December 1, 2021 2:58 PM
Reuters

Canadian heavy crude’s differential to West Texas Intermediate (WTI) tightened on Wednesday, the first day of the new monthly trading window.

Western Canada Select heavy blend crude for January delivery in Hardisty, Alberta, last traded at $18.55 per barrel below the WTI benchmark, according to NE2 Canada Inc, narrowing from the previous day’s settle of $19.00 per barrel below the U.S. crude benchmark.

The market is holding steady despite the Trans Mountain pipeline, which ships 300,000 barrels per day of crude and refined products to Burnaby, British Columbia, from Alberta, being shut down since Nov. 14 because of heavy flooding in B.C.

Trans Mountain said on Wednesday it is only a few days away from restarting the pipeline at reduced capacity.

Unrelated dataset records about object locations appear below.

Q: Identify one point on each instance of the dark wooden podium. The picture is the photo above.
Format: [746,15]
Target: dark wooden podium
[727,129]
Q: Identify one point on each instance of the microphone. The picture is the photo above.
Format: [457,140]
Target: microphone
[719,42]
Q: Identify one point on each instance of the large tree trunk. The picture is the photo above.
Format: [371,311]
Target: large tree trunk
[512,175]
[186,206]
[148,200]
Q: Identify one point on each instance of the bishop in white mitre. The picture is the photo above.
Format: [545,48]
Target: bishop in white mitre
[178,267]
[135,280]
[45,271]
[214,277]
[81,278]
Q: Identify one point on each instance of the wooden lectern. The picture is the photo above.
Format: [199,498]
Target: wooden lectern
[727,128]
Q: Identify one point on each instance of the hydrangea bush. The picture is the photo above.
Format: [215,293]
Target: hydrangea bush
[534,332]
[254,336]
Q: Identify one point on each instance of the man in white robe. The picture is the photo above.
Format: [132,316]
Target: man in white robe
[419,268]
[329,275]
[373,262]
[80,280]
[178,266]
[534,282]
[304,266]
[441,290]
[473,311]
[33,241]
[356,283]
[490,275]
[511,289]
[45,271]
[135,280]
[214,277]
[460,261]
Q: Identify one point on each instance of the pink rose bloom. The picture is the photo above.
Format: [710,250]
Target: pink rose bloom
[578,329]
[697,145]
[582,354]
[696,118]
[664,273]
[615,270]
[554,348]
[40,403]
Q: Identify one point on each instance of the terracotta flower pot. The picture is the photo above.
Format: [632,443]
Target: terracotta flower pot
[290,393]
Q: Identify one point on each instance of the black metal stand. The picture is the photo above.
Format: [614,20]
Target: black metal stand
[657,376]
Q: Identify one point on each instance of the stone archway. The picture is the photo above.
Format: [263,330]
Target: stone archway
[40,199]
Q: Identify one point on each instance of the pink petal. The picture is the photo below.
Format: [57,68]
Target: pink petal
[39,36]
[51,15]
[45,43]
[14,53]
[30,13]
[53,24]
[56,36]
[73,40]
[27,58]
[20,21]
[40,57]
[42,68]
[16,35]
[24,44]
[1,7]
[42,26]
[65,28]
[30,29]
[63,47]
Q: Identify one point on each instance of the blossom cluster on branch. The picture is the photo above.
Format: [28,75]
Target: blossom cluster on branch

Inventories in western Canada are high, according to one market source, but did not appear to be building as a result of the Trans Mountain outage, suggesting other export pipelines are picking up the slack.

Canadian crude market traders are also having to take into account choppy moves in global oil prices, which impact the outright price of WCS.

Global oil prices settled lower as an early rally fizzled out and selling intensified on worries the Omicron variant of coronavirus could cut oil demand as global supply builds.